Estratégia e alinhamento institucional
Coordenada pela Receita Federal e realizada anualmente desde 2021, a Operação Fronteira RFB é considerada a maior iniciativa de vigilância e repressão em pontos de fronteira terrestre, marítima e aérea. A ação está alinhada ao Programa de Proteção Integrada de Fronteiras, que reúne 18 órgãos federativos e prevê medidas conjuntas entre União, estados e municípios. Esse modelo integrado amplia o alcance das fiscalizações e facilita o compartilhamento de recursos, informações e logística entre as instituições envolvidas.
Impacto regional e passos seguintes
Além do efeito imediato sobre o volume de mercadorias desviadas e sobre a receita das organizações criminosas, a operação busca criar condições para futuras investigações financeiras que atinjam bens e estruturas econômicas usadas para lavar dinheiro ou sustentar atividades ilícitas. As autoridades informaram que o trabalho de inteligência será aprofundado, com foco em rastreamento de fluxos financeiros, identificação de redes logísticas e cooperação transfronteiriça quando necessário.

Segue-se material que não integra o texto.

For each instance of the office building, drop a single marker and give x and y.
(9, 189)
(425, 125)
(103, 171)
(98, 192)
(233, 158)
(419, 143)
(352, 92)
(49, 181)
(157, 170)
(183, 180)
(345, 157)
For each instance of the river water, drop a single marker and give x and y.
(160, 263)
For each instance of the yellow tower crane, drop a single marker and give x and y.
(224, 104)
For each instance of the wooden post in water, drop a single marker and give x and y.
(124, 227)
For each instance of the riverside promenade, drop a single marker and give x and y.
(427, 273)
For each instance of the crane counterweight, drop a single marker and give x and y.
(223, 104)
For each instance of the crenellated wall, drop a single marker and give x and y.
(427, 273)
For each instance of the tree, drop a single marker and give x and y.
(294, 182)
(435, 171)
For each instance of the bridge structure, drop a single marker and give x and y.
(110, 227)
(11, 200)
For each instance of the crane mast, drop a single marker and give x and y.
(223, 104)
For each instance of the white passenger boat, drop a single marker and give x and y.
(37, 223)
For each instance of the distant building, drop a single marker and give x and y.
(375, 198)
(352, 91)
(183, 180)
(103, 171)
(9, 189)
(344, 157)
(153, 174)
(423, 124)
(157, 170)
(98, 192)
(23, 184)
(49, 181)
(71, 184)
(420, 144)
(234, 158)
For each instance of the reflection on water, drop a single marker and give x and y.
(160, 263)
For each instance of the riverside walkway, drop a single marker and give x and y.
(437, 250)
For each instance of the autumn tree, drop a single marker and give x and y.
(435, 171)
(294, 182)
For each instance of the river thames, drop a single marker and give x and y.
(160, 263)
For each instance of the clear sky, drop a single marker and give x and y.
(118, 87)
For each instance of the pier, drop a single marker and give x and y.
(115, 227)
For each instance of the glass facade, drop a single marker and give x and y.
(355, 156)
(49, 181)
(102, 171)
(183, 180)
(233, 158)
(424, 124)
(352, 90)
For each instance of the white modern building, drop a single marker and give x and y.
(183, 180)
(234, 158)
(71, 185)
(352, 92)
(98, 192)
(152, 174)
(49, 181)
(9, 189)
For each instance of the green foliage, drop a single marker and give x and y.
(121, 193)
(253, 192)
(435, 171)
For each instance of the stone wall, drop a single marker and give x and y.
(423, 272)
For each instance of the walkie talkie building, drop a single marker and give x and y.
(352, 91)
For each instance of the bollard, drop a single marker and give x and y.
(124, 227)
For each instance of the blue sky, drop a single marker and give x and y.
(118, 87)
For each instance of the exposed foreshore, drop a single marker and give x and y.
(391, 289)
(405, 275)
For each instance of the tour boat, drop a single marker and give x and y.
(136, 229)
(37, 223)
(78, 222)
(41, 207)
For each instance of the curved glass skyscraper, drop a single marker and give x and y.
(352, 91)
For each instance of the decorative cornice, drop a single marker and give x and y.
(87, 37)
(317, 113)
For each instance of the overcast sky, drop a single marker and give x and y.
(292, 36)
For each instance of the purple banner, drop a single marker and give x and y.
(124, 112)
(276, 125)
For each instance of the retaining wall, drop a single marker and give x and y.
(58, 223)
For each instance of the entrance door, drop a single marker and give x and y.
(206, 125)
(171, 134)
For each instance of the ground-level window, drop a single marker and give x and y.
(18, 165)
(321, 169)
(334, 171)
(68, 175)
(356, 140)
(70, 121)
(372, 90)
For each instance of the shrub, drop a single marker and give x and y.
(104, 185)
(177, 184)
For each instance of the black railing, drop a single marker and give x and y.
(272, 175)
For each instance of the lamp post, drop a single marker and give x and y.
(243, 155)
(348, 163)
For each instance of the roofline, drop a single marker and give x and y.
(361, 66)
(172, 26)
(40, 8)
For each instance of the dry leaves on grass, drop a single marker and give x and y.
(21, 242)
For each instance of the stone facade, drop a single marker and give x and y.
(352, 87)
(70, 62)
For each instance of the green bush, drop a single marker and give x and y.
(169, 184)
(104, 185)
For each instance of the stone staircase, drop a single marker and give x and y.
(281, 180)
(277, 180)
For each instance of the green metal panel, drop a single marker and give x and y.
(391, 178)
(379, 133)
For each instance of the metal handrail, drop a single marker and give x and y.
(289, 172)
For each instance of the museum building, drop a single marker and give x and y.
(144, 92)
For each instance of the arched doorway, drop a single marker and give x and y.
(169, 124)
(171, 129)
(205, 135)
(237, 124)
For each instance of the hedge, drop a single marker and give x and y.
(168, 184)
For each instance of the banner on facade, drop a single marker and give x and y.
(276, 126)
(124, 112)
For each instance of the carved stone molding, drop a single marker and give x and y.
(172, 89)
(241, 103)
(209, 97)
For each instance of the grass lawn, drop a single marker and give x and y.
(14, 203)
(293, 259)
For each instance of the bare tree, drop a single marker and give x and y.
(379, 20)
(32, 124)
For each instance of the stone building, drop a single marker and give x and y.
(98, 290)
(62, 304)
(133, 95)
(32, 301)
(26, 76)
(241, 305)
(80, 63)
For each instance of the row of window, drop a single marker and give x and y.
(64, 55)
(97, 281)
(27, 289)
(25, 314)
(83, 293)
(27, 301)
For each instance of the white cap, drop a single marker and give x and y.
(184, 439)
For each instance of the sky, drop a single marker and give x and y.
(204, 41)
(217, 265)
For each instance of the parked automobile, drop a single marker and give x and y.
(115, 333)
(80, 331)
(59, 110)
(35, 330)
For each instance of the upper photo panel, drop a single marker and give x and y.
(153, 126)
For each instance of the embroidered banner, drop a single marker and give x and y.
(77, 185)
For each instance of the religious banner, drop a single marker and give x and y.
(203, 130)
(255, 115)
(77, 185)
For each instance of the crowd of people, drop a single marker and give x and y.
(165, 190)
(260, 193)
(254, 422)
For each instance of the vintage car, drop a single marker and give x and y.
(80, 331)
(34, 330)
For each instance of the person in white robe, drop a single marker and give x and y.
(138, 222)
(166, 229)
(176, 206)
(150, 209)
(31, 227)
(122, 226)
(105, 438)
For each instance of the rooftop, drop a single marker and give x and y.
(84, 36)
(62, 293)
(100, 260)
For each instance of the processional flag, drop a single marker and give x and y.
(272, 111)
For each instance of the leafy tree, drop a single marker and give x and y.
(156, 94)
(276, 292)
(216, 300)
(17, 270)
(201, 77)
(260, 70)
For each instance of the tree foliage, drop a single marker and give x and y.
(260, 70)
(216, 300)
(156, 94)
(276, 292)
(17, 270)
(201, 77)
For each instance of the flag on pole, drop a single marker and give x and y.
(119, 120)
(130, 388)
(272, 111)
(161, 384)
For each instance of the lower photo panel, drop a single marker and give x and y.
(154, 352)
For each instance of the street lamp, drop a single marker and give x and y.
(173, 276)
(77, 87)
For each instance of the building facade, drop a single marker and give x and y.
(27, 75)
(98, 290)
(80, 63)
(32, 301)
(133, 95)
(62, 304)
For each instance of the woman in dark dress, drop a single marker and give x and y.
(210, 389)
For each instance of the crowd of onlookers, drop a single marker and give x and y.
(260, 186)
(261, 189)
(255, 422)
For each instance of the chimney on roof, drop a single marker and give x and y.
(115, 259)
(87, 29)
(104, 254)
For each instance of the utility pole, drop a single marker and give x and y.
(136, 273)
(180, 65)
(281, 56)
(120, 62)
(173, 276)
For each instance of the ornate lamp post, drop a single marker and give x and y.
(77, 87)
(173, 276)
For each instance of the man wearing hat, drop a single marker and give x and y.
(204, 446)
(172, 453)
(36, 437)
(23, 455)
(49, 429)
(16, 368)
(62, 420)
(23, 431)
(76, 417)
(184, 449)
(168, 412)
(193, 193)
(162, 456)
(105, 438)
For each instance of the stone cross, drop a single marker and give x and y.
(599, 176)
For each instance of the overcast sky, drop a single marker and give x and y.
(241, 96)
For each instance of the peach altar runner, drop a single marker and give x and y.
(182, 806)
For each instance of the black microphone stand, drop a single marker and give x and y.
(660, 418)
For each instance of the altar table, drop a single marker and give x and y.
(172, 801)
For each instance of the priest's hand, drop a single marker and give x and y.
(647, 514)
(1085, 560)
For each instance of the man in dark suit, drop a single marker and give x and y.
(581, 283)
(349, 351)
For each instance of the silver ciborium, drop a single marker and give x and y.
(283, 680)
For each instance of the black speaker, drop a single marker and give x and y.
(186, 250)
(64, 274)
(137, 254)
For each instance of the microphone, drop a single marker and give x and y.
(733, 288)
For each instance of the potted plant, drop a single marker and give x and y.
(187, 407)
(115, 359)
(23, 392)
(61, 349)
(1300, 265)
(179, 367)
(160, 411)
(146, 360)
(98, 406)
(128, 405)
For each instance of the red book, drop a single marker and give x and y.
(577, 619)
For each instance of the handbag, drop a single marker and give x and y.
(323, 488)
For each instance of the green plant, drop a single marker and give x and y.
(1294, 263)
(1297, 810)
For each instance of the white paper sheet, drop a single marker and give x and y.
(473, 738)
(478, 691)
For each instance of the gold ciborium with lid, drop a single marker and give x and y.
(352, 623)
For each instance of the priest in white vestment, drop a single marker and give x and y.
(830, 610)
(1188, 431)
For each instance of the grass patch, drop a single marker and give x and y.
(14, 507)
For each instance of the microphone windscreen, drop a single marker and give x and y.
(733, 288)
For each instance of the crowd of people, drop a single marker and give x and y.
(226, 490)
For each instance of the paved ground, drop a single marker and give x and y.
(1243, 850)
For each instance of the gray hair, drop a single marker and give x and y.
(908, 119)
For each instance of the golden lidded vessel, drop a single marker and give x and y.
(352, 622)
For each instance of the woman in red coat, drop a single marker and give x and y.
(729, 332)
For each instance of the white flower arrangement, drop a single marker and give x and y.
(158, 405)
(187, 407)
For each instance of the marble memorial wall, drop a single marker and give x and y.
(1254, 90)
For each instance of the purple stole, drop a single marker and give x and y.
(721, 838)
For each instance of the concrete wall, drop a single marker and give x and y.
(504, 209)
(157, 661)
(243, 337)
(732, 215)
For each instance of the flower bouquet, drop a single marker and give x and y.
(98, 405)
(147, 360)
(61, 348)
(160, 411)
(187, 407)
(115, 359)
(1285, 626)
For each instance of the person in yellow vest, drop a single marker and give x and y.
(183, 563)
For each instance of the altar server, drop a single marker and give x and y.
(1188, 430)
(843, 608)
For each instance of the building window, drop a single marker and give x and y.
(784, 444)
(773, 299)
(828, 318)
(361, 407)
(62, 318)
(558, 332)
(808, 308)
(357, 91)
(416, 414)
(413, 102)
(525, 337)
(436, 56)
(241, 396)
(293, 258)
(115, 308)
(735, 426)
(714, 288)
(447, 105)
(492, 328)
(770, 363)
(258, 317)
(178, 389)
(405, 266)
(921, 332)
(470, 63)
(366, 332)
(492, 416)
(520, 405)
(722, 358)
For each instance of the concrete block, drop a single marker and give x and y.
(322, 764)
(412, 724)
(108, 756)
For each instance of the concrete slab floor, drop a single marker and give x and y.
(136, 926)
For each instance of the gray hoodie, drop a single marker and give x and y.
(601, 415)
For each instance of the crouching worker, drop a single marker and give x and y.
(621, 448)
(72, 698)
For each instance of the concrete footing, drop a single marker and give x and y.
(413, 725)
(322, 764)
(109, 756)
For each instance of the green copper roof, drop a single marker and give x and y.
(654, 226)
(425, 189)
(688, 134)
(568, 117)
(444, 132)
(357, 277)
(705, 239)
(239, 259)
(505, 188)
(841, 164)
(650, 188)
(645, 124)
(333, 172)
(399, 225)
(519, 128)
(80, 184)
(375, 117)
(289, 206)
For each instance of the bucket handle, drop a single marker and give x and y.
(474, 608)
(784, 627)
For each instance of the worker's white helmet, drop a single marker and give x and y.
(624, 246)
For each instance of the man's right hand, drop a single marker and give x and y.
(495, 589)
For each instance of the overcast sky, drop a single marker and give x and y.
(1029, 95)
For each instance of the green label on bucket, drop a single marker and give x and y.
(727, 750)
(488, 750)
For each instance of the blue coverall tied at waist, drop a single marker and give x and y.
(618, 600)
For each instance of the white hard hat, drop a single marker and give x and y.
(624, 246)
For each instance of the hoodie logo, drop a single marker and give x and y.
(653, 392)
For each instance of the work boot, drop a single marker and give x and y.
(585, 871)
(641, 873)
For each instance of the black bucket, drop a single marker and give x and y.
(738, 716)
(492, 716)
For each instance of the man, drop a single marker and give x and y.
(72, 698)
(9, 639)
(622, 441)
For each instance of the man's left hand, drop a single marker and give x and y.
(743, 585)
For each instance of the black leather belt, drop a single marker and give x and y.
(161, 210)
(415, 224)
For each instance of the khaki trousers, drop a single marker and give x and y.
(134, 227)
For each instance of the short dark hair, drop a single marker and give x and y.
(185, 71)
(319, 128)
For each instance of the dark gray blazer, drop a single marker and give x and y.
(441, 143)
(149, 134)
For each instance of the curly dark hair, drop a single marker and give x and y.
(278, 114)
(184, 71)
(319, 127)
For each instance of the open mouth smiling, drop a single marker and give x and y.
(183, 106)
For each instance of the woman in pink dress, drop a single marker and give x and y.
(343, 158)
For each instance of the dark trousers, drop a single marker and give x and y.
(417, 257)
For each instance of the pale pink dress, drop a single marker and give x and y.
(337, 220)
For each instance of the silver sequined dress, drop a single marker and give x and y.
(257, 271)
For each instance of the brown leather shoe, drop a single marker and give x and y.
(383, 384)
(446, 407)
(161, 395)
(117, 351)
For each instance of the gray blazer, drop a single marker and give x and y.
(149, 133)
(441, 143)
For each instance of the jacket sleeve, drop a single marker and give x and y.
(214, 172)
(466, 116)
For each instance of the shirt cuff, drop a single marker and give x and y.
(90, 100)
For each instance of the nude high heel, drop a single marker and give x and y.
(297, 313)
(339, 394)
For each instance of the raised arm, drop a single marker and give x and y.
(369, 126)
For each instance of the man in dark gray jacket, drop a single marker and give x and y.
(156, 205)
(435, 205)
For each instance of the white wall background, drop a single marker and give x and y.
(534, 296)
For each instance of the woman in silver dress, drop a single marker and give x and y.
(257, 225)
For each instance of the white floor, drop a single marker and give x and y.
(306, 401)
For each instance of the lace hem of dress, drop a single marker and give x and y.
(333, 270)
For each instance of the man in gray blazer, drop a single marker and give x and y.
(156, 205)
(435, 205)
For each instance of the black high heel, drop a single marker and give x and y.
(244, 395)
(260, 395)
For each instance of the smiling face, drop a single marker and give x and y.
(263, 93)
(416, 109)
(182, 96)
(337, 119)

Na avaliação das equipes, a combinação de ações repressivas e de mapeamento contínuo tende a reduzir a atratividade de rotas de contrabando e a pressionar economicamente as organizações que exploram a fragilidade da faixa de fronteira. A continuidade anual da operação desde 2021 reforça a capacidade institucional de resposta e a adaptação das estratégias de combate ao crime em áreas sensíveis.
Transparência e destinação dos bens apreendidos
A destinação dos bens apreendidos foi explicitada pelas autoridades: materiais que representem risco sanitário ou que sejam proibidos terão destinação para destruição; eletrônicos em bom estado serão redirecionados a instituições sociais ou incorporados ao patrimônio operacional dos órgãos que atuam na repressão. Essas medidas visam reduzir o desperdício e otimizar recursos públicos, além de garantir que itens apreendidos não retornem ao mercado ilícito.
Em síntese, a Operação Fronteira RFB consolida uma abordagem integrada de repressão e inteligência, com resultados imediatos em apreensões e com perspectiva de impacto de longo prazo ao buscar atacar a estrutura financeira do crime organizado. As autoridades reforçaram que a operação continuará a ser aplicada anualmente, com aprimoramentos baseados nas informações coletadas e na articulação entre os 18 órgãos participantes.